Om aan het héél-uitheemsche doen dezer heldin een geloofwaardig tintje te geven, vond de schrijfster goed haar Hollandsche afkomst te vermengen met ‘Poolsch bloed’. Deze wel wat ouderwetsche roman-list moet dan ophelderen de hartstochtelijkheid en heftigheid van Vera, in tegenstelling met het meer flegmatische van Hollandsch temperament. Intusschen zijn al haar overige figuren evenzeer meer van een uitheemsch dan van een Hollandsch type. Daar is Truus, de vriendin van Vera, die geleefd heeft met een Parijschen schilder, en later tot hem terugkeert. Daar is Ange, een andere vriendin, die de rol speelt van verraderes, en wier positie in de Haagsche wereld mij heel vaag omlijnd schijnt, daar zij gelijktijdig een musiciënne is van beroep, en toch, als uitgaand meisje, aan huis komt bij een mevrouw Termonde, de deftigheid in persoon! (Hetgeen in den Haag eenvoudig ondenkbaar is.) Daar is, vooral ook, de bijna blinde Berthold, wiens geheele bestaan bestaat in een raadselachtig verliefd-doen jegens Vera! Daar is eindelijk Termonde-zelf, tegelijk een heel vrij-voelend en vrij-denkend, onafhankelijk mensch, en kundig kunst-criticus, en toch loopend aan den leiband van Haagsche vooroordeelen en conventies! Al deze menschen maken een gezochten, gewilden indruk! Zij schijnen bij elkaar gezocht en bij elkaar gegroepeerd met de kennelijke bedoeling om nu eens een apart, in ‘de kunstwereld’-spelend romannetje samen te flansen. Heel dat onhandige en weinig-natuurlijke van den opzet blijft storen in den ontwikkelingsgang. Een man van de wereld, en zijnde van de ontwikkeling van Termonde, laat zich niet zóó dòm beetnemen door de quasi-onschuld eener Ange! En evenmin kan het slot, met zijn onmogelijke ontknooping, een anderen indruk maken dan eene van verregaande onhandigheid! Het is een roman-list van den vierden rang, om op reis-vertoevende Hollanders de dupe te laten worden van vóórgewende
titels en vóórgewende voornaamheid! Menschen als deze Ange, die zoo handig een rijken en deftigen echtgenoot weten te veroveren als Termonde, bezitten te veel wereldwijsheid, om, op hun huwelijksreis al, weg te loopen met een quasi-Italiaanschen prins zonder fortuin en zonder relaties! - Maar Ange moest nu eenmaal wegloopen van Termonde, om hem daardoor de gelegenheid te geven terug te keeren tot Vera in Brussel! En nog een andere hinderpaal moest, voor dit bevredigend slot, uit den weg worden geruimd, namelijk den met haar samenwonenden, op haar verliefden Berthold. Ook daarop weet de schrijfster raad. Wat is gemakkelijker dan hem, bijna blind, onder een tram te laten vermorzelen! We krijgen dan nog een aandoenlijk bezoek van Vera aan zijn sterf bed, in het hospitaal! En... eind goed, al goed!
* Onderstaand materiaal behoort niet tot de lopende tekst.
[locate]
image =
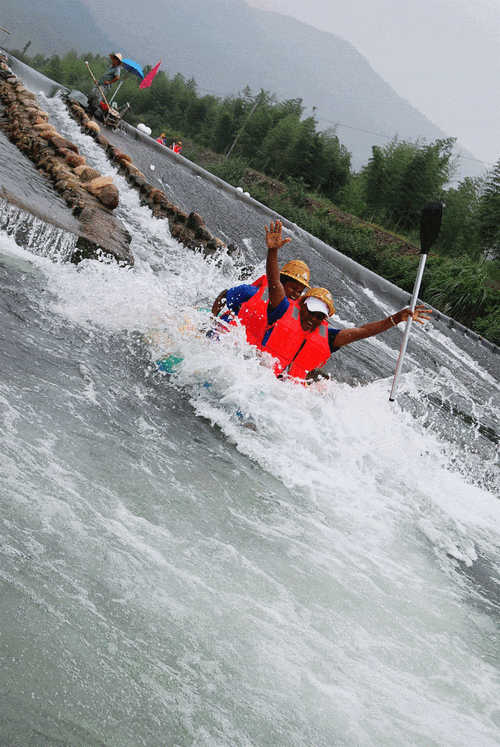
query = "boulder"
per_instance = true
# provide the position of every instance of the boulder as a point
(73, 159)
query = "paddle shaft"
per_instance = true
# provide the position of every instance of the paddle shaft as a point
(430, 224)
(402, 351)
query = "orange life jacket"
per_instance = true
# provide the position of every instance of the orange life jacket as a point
(297, 352)
(253, 313)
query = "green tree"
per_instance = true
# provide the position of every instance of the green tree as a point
(489, 214)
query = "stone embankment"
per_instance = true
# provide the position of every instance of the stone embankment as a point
(188, 229)
(90, 196)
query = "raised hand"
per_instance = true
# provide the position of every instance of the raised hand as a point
(274, 239)
(420, 315)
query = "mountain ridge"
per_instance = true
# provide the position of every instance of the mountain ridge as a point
(226, 45)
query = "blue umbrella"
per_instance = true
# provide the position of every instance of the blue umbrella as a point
(133, 67)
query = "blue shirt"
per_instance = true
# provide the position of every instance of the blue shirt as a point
(238, 295)
(274, 314)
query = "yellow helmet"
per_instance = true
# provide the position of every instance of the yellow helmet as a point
(324, 295)
(297, 270)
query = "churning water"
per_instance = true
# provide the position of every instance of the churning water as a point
(170, 577)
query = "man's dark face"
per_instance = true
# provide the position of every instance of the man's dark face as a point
(293, 288)
(310, 320)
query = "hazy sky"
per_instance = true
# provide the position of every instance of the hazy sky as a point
(442, 56)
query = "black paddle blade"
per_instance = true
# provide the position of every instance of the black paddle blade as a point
(430, 223)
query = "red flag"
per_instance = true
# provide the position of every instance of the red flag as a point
(149, 77)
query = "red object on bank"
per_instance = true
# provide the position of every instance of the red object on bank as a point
(149, 77)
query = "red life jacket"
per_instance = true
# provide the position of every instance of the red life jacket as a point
(297, 352)
(253, 313)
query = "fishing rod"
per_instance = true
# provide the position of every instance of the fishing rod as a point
(430, 224)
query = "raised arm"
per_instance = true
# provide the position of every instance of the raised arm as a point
(346, 336)
(274, 241)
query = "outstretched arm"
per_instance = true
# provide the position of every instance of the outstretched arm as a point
(346, 336)
(274, 241)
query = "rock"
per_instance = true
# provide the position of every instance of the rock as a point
(73, 159)
(86, 173)
(61, 143)
(109, 196)
(96, 184)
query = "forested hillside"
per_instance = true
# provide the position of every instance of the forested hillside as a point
(269, 148)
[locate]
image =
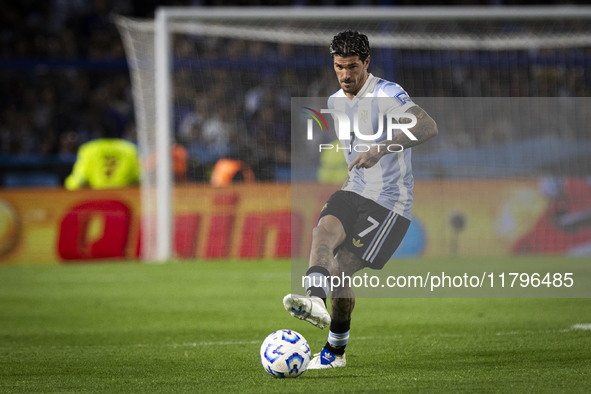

Neen, dit is géén boek dat prijken mag met een zóó schoonen naam als Liefde!, al heeft de schrijfster een geheel andere en veel betere definitie van dat woord gegeven, dan Jeanne Reijneke van Stuwe deed, toen zij háár werk Liefde schreef, (mede in dit blad besproken.)
Liefde is iets anders, iets hoogers, dan het zuiver dierlijk zich aan elkander lichamelijk verlustigen van Jeanne Reijneke van Stuwes held en heldin. Maar het is evenmin dat geexalteerde en ziekelijke doen dezer Vera van M. Constant, die eerst, zonder liefde, een man haar maagdelijkheid geeft, en dan een ander, dien zij aanbidt, vrijwillig verlaat terwille van de intrigues eener onwaardige als Ange, om intusschen, en-passant, eindelijk genoegen te nemen met het opgedrongen gezelschap van een zoogenaamden ‘vriend’, wiens werkelijke gevoelens voor haar, dunkt mij, haar moeilijk kunnen verborgen zijn gebleven, en, bij haar gemoedstemming, ten opzichte van
| |
| |
Termonde, een dagelijksche kwelling zouden hebben moeten zijn! - Ik vind het jammer dat een schrijfster van begaafdheid, en die beschikt over de grootste losheid van conversatie-toon in haar werk, waar het geldt het natuurlijk gebabbel weer te geven van wereldmenschen en jongelui onder elkaar, zich heeft laten verleiden haar milieu zóó te kiezen, dat het niet anders kàn dan onnatuurlijk en gedwongen aandoen! Het gevoel van Vera voor Berthold is rein en vriendschappelijk, en haar liefde tot Termonde is een mooi, zich zelf-gelijk blijvend, eerlijk van een man houden, zonder zichzelf op den voorgrond stellen, zonder zelf-aanbidding! Waren daarom de personen-zelf gewone, natuurlijke menschen geweest, in plaats van would-be artisten, met quasi- ‘vrije’ gevoelentjes over conventies, enz; enz; dan zouden zij, geteekend met de vaardige pen van M. Constant, geworden zijn tot een treffend en wáár levensbeeld! Terwijl zij nu den indruk nalaten van tooneel-poppen en overprikkelde zenuwpatiënten, van wien men schouderophalend zegt: Als er zóó zijn, (en dat geloof ik wèl in zekere Haagsche kringen,) dan moet men zeggen, dat zij niet beter verdienen dan door degelijke en ernstig-denkende menschen met minachting of medelijden te worden voorbijgegaan! Dergelijke lieden als Vera's, Termondes, juffrouwen Truus, enz; enz, kan men onmogelijk ernstig nemen! Zij zijn onrijpe vruchten van een bedorven tijd!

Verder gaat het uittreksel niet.